A dispetto di tutti questi vantaggi di cui a tutt’oggi gode la Germania, l’articolo lancia un monito ed un invito a cambiare la rotta, per il bene non solo dell’UE ma della Germania stessa: “Convincere la Merkel a guardare le crepe nelle basi economiche della Germania e a porre fine al conservatorismo fiscale tedesco, sarà un arduo compito. Ma un modello di export che si affida troppo ai mercati emergenti, con una domanda interna debole, e un’Eurozona in via di disfacimento, potrebbe travolgere e distruggere tutta l’unione monetaria e lo stesso “miracolo” tedesco. L’idea che l’austerità abbia contribuito al successo economico tedesco fin dal dopoguerra è in gran voga nel mainstream economico. Ciononostante, smetterla con l’austerità è necessario per aiutare l’Eurozona a riprendersi e generare una crescita sostenibile … Un tale cambiamento politico aiuterebbe a stabilizzare un’Europa afflitta dalla crisi e darebbe il segnale che la Germania si impegna a risolvere i problemi sistemici del continente anziché continuare a tirare avanti in qualche modo.”

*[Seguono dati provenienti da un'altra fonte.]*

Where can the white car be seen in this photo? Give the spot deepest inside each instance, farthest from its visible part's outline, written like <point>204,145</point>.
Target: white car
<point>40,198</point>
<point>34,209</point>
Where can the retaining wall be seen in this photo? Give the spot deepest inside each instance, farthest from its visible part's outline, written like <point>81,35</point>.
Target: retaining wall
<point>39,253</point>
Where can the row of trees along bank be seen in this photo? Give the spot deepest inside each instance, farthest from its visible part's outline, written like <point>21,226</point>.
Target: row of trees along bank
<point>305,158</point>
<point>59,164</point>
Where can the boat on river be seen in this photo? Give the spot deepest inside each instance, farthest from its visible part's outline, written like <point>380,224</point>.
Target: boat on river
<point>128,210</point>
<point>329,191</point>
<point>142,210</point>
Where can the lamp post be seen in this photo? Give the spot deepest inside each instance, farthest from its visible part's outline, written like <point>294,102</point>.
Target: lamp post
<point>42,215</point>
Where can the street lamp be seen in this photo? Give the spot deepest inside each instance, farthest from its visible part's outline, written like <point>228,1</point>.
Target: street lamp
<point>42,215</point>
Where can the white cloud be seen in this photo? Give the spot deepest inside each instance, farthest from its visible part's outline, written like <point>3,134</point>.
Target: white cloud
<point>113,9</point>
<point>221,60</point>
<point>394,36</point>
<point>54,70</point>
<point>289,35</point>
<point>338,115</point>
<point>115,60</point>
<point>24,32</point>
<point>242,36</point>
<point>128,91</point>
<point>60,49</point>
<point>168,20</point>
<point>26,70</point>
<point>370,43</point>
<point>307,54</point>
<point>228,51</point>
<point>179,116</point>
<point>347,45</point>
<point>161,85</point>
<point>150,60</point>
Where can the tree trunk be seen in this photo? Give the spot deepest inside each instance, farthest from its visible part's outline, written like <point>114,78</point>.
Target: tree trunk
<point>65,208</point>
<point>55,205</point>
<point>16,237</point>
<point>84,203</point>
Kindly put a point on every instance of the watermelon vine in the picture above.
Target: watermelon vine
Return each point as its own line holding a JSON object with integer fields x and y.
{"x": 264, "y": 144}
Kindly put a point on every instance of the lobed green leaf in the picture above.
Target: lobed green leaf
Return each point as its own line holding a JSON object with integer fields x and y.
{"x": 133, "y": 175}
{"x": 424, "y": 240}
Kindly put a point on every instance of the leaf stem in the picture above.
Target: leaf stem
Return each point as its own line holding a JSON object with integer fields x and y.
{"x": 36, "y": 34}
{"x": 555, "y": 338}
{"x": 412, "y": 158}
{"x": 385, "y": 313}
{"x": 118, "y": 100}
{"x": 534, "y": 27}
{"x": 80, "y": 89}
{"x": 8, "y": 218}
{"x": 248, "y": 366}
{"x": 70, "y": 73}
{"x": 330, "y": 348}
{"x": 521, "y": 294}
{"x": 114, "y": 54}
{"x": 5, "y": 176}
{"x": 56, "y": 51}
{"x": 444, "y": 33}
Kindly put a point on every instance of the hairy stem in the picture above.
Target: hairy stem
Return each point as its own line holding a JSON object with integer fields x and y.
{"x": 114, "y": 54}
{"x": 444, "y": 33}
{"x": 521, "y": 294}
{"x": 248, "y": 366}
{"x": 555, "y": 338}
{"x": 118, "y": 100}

Gli autori chiudono l’articolo con un avvertimento, che mette seriemente in discussione la solidità economica tedesca: “Sebbene la Germania possa sembrare isolata da ciò che accade nel resto dell’Eurozona, uno sguardo più attento rivela la fragilità di questo gigante dell’export. La Merkel è avvertita. Se continua a voler mantenere vivo il miracolo tedesco, deve dare una mano a risollevare il resto d’Europa. La Merkel dovrà permettere una riduzione dell’austerità nell’Eurozona e politiche che generino più spesa, sia in Germania che all’estero. Il rallentamento dell’economia tedesca negli ultimi due trimestri e le previsioni pessimistiche sulla crescita dovrebbero essere dei segnali d’allerta che costringono la Merkel a decidersi per questi cambiamenti. In caso contrario, la Germania potrebbe tornare presto il “malato” d’Europa.”